Turkish President Recep Tayyip Erdogan (L) and South Korean President Moon Jae-in (R) arrive to attend signing ceremonies between two countries at the Presidential Palace in Seoul, South Korea on May 2, 2018. (AA)

Turkish President Recep Tayyip Erdogan agreed on Wednesday to boost relations with South Korea in numerous areas ranging from trade to defence after an official welcoming ceremony and summit meeting with President Moon Jae-in in Seoul.

Erdogan’s two-day trip makes him Turkey’s first leader to pay a state visit to the South since the countries upgraded bilateral relations to the level of a strategic partnership in 2012, a year before signing a free trade agreement.

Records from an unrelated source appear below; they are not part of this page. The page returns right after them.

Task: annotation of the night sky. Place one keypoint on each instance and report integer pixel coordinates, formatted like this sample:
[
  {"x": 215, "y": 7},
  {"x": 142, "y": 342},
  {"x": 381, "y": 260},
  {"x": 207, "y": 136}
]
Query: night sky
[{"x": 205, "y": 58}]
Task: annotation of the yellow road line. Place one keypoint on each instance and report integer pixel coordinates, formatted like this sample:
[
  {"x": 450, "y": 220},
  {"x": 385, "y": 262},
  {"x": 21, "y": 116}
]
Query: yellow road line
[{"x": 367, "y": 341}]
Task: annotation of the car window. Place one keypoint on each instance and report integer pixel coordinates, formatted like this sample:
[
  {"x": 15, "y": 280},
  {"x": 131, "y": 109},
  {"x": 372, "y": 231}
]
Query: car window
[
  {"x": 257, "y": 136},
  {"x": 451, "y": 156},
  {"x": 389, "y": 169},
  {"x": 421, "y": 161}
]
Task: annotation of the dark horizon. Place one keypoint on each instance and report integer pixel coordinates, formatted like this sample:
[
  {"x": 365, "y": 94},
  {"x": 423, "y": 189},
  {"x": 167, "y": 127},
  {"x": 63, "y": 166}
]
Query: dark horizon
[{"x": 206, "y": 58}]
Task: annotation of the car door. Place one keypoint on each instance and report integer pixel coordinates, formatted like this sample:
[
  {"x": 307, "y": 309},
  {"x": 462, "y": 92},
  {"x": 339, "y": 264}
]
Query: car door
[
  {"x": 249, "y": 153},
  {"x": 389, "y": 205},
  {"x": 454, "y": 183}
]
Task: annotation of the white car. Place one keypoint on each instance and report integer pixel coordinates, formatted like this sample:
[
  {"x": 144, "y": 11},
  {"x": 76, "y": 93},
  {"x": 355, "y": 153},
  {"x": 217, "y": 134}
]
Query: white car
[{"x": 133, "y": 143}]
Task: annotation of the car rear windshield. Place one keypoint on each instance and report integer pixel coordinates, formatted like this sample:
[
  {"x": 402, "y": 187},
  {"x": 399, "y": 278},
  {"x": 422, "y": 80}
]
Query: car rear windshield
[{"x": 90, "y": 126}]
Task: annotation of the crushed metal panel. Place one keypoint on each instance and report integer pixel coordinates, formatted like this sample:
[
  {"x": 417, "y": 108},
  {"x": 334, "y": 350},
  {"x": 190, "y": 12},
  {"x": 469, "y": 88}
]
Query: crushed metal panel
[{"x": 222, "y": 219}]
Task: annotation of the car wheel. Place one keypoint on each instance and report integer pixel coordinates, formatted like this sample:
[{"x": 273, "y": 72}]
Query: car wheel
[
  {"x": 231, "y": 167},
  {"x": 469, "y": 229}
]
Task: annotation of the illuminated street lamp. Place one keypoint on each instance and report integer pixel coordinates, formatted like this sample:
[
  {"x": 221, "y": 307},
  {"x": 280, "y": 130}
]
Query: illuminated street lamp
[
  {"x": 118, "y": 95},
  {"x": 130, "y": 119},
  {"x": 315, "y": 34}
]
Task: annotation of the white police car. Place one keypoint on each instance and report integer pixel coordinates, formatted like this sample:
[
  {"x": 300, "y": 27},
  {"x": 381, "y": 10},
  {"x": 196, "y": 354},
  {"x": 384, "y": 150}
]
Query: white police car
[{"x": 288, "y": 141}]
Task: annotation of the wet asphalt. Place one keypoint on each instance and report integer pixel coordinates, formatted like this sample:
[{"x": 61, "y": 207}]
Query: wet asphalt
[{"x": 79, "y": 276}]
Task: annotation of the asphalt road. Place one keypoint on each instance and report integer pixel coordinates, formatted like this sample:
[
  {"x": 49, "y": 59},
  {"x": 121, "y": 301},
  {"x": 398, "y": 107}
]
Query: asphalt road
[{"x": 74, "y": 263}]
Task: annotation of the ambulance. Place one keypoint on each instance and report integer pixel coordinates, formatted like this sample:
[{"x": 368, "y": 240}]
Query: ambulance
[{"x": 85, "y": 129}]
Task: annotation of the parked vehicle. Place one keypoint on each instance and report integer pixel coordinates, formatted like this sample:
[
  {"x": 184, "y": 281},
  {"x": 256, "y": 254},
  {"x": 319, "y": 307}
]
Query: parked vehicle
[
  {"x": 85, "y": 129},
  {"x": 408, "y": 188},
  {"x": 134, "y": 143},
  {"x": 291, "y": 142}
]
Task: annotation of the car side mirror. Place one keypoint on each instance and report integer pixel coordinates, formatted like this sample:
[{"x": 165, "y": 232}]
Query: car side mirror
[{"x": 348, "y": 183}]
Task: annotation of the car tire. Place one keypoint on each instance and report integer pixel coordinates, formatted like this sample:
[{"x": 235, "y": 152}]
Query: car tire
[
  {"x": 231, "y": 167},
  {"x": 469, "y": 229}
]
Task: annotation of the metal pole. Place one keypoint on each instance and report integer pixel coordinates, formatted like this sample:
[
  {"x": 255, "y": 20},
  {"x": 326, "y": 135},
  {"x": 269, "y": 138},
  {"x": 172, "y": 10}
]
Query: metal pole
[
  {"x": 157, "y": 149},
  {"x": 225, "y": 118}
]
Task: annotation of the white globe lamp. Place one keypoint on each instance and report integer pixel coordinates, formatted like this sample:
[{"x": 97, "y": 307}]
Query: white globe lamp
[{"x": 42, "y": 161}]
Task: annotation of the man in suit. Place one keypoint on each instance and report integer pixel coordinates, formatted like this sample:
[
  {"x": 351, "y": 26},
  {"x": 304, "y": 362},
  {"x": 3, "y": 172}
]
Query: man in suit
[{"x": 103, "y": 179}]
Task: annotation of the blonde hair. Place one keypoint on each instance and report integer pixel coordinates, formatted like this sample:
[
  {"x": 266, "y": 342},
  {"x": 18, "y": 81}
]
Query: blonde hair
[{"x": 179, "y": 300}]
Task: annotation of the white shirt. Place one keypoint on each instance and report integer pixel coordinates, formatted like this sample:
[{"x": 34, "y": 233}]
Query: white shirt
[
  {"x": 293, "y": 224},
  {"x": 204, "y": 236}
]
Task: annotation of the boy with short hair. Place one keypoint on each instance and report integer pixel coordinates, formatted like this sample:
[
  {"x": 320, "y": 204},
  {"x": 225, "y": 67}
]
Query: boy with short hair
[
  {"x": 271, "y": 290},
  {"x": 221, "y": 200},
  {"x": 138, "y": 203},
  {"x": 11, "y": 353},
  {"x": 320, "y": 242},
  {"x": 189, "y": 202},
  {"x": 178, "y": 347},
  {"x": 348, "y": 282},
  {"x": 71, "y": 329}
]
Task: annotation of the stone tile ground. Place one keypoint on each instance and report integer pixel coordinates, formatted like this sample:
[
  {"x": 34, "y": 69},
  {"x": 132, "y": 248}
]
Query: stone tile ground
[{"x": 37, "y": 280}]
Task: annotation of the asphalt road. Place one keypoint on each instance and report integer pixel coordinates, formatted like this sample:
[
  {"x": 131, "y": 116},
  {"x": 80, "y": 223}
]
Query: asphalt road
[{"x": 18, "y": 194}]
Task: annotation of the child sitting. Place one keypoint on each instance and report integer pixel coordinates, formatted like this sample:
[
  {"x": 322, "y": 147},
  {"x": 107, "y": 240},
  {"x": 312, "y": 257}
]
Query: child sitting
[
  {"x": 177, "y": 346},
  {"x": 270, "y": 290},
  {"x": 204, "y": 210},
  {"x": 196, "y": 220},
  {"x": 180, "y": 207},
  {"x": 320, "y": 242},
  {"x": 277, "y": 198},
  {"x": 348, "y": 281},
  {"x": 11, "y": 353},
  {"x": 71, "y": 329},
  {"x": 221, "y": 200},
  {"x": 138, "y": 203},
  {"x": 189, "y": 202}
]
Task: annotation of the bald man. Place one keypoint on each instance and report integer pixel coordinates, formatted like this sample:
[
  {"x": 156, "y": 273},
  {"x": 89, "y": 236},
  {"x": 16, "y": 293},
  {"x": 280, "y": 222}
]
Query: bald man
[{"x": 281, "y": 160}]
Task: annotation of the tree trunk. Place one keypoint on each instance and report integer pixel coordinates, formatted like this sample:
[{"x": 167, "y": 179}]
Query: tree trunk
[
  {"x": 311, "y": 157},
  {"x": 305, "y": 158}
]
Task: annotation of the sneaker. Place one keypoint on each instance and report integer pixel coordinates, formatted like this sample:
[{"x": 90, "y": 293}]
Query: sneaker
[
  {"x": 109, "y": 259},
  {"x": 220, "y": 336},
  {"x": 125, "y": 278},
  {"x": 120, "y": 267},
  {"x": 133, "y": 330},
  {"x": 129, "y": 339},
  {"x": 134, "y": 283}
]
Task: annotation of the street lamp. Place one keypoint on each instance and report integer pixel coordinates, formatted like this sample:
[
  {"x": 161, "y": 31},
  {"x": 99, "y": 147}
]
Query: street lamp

“The two leaders noted the South Korea-Turkey free trade agreement (FTA) has become an important foundation of mutually beneficial economic cooperation by ensuring balanced growth of trade between the two countries and agreed to quickly implement an agreement on the service industry and the investment sector within the framework of the South Korea-Turkey FTA,” a joint press release stated, following Wednesday’s summit.

Just days after North Korean leader Kim Jong-un took an unprecedented step onto South Korean soil, Erdogan also congratulated Moon on Friday’s Seoul-Pyongyang agreement to seek peace and prosperity on the peninsula.

Relations between Turkey and South Korea stretch back to the 1950s, when they forged a brotherhood during the Korean War. During the war, Turkish forces served under the UN Command, and 774 Turkish soldiers were killed.

But the primary focus of the Turkish president’s trip appears to be economic co-operation.

The Korea Chamber of Commerce and Industries hosted business leaders at an event in Seoul on Wednesday morning for the 150-member Turkish delegation to develop contacts.

“The role of companies is becoming more important to cement economic relations between the two nations,” South Korean Trade Minister Paik Un-gyu said during opening remarks, also promising government support in that regard.

Bilateral trade volume rose over 17 percent between 2012 and 2017, reaching $6.12 billion, based on Seoul’s official data.

Erdogan is set to see more of Moon beyond Wednesday evening’s state dinner, as they agreed to expand their MIKTA partnership, an informal group led by foreign ministers which also include Mexico, Indonesia and Australia, from a forum of foreign ministers to one of leaders.